The image that accompanied this salute also was arresting. Spain's Alberto Contador and Luxembourg's Andy Schleck, who finished 1-2 in the 2009 Tour de France, are out of focus in the foreground, glancing over their shoulders. Between and behind them is the sharply defined figure of Armstrong wheeling around a turn like a broad-chested bull poised to charge. Don't look back too long, boys; he may not be able to gain on you like he used to, but this race proved it wouldn't be wise to let down your guard.

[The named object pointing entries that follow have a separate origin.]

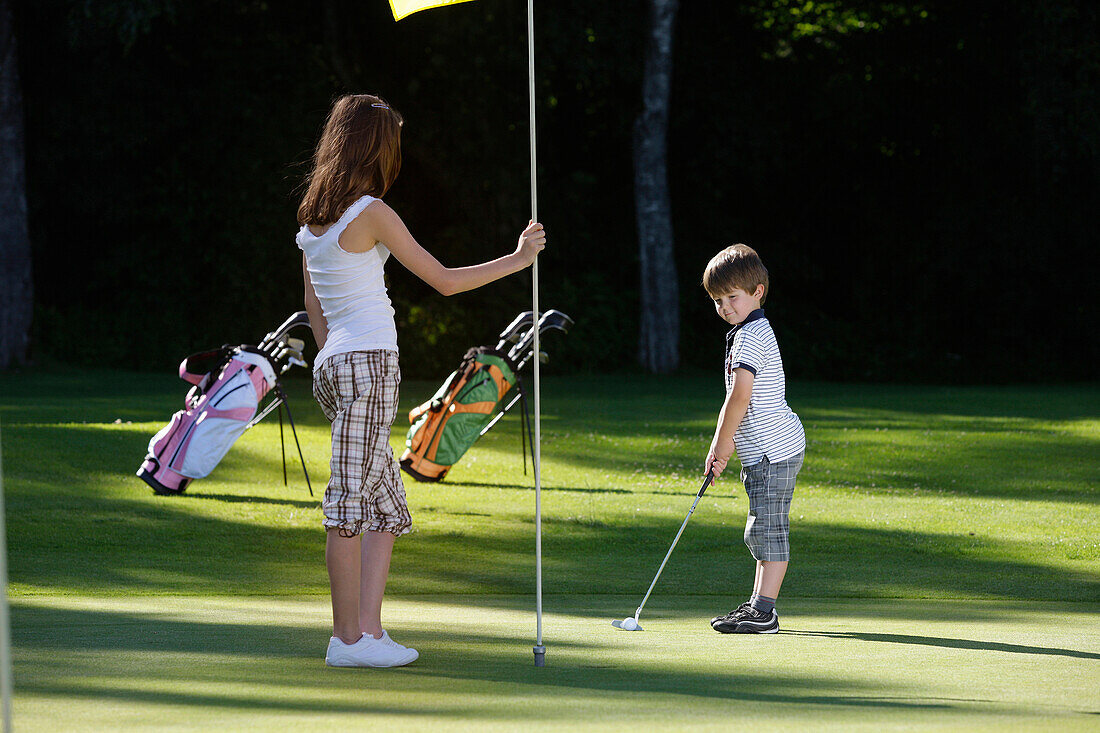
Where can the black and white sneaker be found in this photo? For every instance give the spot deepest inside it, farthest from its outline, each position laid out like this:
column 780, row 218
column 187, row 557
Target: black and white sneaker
column 749, row 621
column 733, row 614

Armstrong's athletic accomplishment in finishing third at nearly 38 years old, after three full years away from professional cycling, is massively and indisputably impressive. It was easy to fixate on his day-to-day progress here, but late in the race, as it became clear what he was about to do, it was hard not to dwell on the sheer sweep of his longevity in the sport.

The world championship stripes on Armstrong's jersey are 16 years old, dating from the same year he first rode in the Tour. He is riding with the sons of riders who once viewed him as a punk kid. The 24-year-old Schleck is younger than Armstrong was when he was diagnosed with testicular cancer in 1996, which seems like a millennium ago.

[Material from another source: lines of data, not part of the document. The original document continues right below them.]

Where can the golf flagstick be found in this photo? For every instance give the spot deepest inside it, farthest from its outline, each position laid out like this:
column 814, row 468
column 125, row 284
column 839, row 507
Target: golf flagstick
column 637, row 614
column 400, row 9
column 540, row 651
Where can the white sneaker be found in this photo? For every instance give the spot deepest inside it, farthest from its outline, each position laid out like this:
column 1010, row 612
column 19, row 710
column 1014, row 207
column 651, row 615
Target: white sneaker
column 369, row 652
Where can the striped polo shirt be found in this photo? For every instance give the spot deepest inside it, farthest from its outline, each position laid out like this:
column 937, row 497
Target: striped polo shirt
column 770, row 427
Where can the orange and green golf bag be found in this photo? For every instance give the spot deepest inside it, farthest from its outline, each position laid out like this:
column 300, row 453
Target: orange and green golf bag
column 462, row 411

No wonder the crowds embraced Armstrong when he showed he was close to the youngsters, yet not quite their equal. The sight of Armstrong "suffering," in cycling jargon, his face reddened and his mouth hanging open as he pumped uphill with his distinctive rolling-boat motion, would resonate with anyone who has felt a little more fatigued and a little less on top of things than they used to. He deemed himself satisfied, and he probably means it.

Coupled with that overlay of fallibility was the observation, confirmed by many riders, that Armstrong has become more approachable. "To be honest, I look for Lance as an icebreaker sometimes," his one-time domestique Christian Vande Velde said on the Tour's first rest day. "He's the happiest man in the peloton." Veteran French rider Christophe Moreau stood in the middle of a ski village where the peloton spent the night last week and said matter-of-factly on his cell phone, "He's a lot more relaxed this year."

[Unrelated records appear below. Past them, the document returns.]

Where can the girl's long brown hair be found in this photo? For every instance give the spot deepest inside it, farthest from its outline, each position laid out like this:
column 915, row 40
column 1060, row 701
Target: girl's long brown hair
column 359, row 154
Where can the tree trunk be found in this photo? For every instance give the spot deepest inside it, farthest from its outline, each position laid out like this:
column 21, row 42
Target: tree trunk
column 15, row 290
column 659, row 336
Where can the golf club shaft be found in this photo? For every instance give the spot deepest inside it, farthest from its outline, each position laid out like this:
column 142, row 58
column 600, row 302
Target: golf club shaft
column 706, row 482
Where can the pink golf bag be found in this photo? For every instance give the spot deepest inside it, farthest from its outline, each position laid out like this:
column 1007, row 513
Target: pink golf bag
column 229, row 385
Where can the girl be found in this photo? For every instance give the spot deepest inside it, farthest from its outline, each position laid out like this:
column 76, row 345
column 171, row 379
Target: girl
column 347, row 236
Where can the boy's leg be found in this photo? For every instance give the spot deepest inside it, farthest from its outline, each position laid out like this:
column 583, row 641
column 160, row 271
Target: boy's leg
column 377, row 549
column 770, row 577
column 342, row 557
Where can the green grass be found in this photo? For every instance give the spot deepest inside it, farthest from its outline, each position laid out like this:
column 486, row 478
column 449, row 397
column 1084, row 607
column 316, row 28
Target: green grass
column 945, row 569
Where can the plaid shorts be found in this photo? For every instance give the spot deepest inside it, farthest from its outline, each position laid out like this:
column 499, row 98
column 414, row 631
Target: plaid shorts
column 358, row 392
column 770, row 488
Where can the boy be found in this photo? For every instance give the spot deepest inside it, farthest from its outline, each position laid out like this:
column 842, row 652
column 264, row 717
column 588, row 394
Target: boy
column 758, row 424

Part of it may be born of the fact that the new RadioShack team Armstrong will lead next season needs to build its roster for 2010 and beyond. Part of it may be that some of the younger riders who gravitated toward Armstrong, like Schleck and British sprint sensation Mark Cavendish, don't have much or any history with him. Part of it may be the fact that Armstrong really doesn't have anything to prove on the road, except to himself.

"I feel a stronger bond with riders now than I did before," Armstrong told a small group of reporters last week. (He held only one formal news conference during the three-week race, after Astana won the team time trial.) "Before, I think they saw me as just pure business. I didn't speak to them and they didn't dare speak to me. I told the team, 'Don't speak to anybody else, let's just do our job and go home and you can talk to your friends later.'"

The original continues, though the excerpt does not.